Vers la fin des années 1870, le comte Léon Tolstoï (1828-1910), auteur de grands romans Guerre et Paix et Anna Karénine, a traversé une crise intérieure grave. Sa vie, l’existence de toute l’humanité et l’univers, lui semblait totalement futile. Il surmonta son découragement en développant une religion où “l’infini” joue le rôle de Dieu, et comportant une morale exigeant une vie quotidienne simple, la non-violence et l’abolition de gouvernement, l’Église, la science et l’industrie. Il discutait de cette évolution dans sa pensée comme sa conversion. Cependant, son journal très riche rédigé entre 1847 et sa mort, ainsi que son livre Ma Confession, documentant sa crise jusqu’à la conversion, démontrent qu’avant et après cette crise sa préoccupation presque exclusive et obsessionnelle demeurait sa propre personne.
Examinons en détail la crise de Tolstoï et sa « conversion » à travers son essai, Ma Confession. Il a grandi dans la foi orthodoxe russe, mais l’avait perdue au moment de fréquenter l’université. Il dit que cela était chose habituelle chez les gens instruits, pour qui “la doctrine religieuse [était seulement] un phénomène extérieur, déconnecté de la vie[1]. » Il a cru vaguement en un Dieu non défini et se consacra à l’autoperfection physique, mentale et sociale, Dans son cercle, les ambitions mondaines et les désirs étaient prisés et la bonté morale était la cible de dédain.
Plus tard, il dit qu’il a acquis, de ses confrères écrivains, « une fierté anormalement développée et une assurance folle que c’était ma vocation d’enseigner aux hommes, sans savoir quoi les enseigner »[2]. Il retrouvait cette même croyance ainsi que la foi dans le “progrès” exprimé en termes évolutionnistes chez les chefs de fil et les savants de l’Europe occidentale: « Tout évolue et j’évolue avec elle: et pourquoi (c’est ainsi) sera connu un jour. »[3] Ce n’est que lorsque Tolstoï a essayé d’enseigner aux enfants des paysans sur sa propriété de campagne qu’il se rendit compte qu’il ne pouvait le faire sans savoir ce qu’il fallait enseigner. Cette impasse, dit-il, aurait pu le conduire “à cette l’état de désespoir que j’ai atteint quinze ans plus tard, »[4] si ce n’eut été de son mariage heureux, de la vie familiale et que ses publications lui permettant d’obtenir les richesses et les applaudissements. Sa “seule vérité” d’alors était “qu’il faut vivre de manière à avoir le meilleur pour soi et sa famille. »[5]

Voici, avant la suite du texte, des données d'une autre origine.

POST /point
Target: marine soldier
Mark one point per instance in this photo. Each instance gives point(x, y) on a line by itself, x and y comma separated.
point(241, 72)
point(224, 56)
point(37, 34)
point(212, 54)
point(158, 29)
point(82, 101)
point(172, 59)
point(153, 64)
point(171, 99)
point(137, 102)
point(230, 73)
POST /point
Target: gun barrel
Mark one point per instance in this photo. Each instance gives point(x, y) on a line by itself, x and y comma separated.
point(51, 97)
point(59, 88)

C’est alors que commença sa crise intérieure. D’abord graduellement, puis de plus en plus, il se trouvait perplexe et déprimé par les questions du sens de son existence et le but de sa vie. Il les chassaient de son esprit, mais comprit par la suite que ces questions étaient importantes et devaient être résolues. Au milieu de ses travaux quotidiens, il se demandait tout à coup ce que tout cela pouvait signifier, et
Ma vie s’est arrêtée. La vérité est que la vie n’a aucun sens. Et c’est alors que moi, un homme favorisé par la fortune, je me cachait la corde de moi-même de peur que je ne me pende… et j’ai cessé d’aller à la chasse avec un fusil de peur d’être tenté par un moyen aussi facile de mettre fin à ma vie.[6]

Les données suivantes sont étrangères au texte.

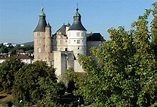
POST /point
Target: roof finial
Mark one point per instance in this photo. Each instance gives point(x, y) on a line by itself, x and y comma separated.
point(77, 8)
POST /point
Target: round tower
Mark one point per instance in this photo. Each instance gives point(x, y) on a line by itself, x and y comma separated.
point(77, 36)
point(48, 43)
point(39, 34)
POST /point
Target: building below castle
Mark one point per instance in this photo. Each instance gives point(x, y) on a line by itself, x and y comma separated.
point(61, 49)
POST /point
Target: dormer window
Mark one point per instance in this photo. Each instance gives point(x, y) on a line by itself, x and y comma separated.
point(38, 33)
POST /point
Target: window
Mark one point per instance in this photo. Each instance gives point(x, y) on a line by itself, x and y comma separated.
point(39, 50)
point(78, 33)
point(39, 41)
point(38, 33)
point(61, 41)
point(78, 41)
point(69, 41)
point(69, 34)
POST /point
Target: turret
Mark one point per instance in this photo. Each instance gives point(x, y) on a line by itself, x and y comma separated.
point(77, 36)
point(48, 43)
point(39, 35)
point(42, 22)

Il en est venu à voir la vie comme une plaisanterie stupide et méchante jouée sur lui par « quelqu’un », même si « je ne reconnais pas un “ quelqu’un ” qui m’aurait créé. » Maladie et mort, la puanteur et les vers » ‘viendront; « mes oeuvres … seront oubliées, et je n’existerai plus. Alors, à quoi bon tous ces efforts? »[7] Toutes les joies de la vie, y compris la famille et l’art, pouvaient le calmer seulement “lorsque, au fond de mon âme, je croyais que ma vie avait un sens. »[8]
Tolstoï rechercha une réponse dans les sciences naturelles. Celles-ci ne parlaient que de changements globaux et de l’évolution d’une infinité de petites particules dans l’espace infini, le temps et la complexité, ce qui ne réglait rien. Pour ce qui est des sciences sociales, et la philosophie, elles devaient admettre qu’elles n’avaient pas de réponse. Compte tenu de cette impasse touchant la quête humaine pour découvrir le but ultime de la vie, Tolstoï, citant Socrate, Schopenhauer, le livre de l’Ecclésiaste et Bouddha, a réaffirmé que la vie est mauvaise et absurde et que la mort et le néant lui sont préférables.

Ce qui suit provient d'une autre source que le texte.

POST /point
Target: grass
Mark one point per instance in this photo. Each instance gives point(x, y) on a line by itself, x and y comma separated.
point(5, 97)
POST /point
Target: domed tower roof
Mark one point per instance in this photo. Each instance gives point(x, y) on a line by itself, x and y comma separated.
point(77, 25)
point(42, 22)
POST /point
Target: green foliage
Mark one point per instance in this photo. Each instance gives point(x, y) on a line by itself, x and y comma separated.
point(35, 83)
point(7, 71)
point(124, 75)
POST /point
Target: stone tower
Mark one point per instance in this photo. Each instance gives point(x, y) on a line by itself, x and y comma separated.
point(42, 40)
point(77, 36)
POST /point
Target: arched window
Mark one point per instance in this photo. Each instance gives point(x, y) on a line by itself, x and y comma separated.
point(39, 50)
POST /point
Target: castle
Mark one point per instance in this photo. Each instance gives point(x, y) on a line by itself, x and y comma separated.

À ce stade critique, bien que Tolstoï s’accrochait toujours à sa foi dans la raison, il a pris conscience que les masses de gens simples et sans instruction étaient plus sages que lui:
C’est ainsi que la chose se présentait: moi, ma raison, a reconnu que la vie est insensée. S’il n’y a rien de supérieur à la raison (et il n’y en a pas: car rien ne peut prouver qu’une telle chose puisse exister), alors à mon avis la raison est le créateur de la vie… Comment la raison peut rejeter la vie tandis qu’elle est la créatrice de la vie?
Le raisonnement démontrant la vanité de la vie… est depuis longtemps connu des gens très simples, et pourtant ils ont vécu et vivent encore. Comment se fait-il qu’ils vivent tous sans jamais penser mettre en doute le caractère raisonnable de la vie?[9]
S’étant humilié en puisant chez les gens simples et sans instruction, Tolstoï a affirmé qu’ils avaient découvert la signification de la vie dans la “connaissance irrationnelle”, et
que cette connaissance irrationnelle, c’est la foi, justement la chose que je ne pouvais que rejeter. C’est Dieu, la Trinité, la création en six jours; les diables et les anges et tout le reste que je ne peux pas accepter aussi longtemps que je conserve ma raison. Il y avait là, dans la foi un rejet de la raison, qui m’est encore plus impossible que le rejet de la vie.[10]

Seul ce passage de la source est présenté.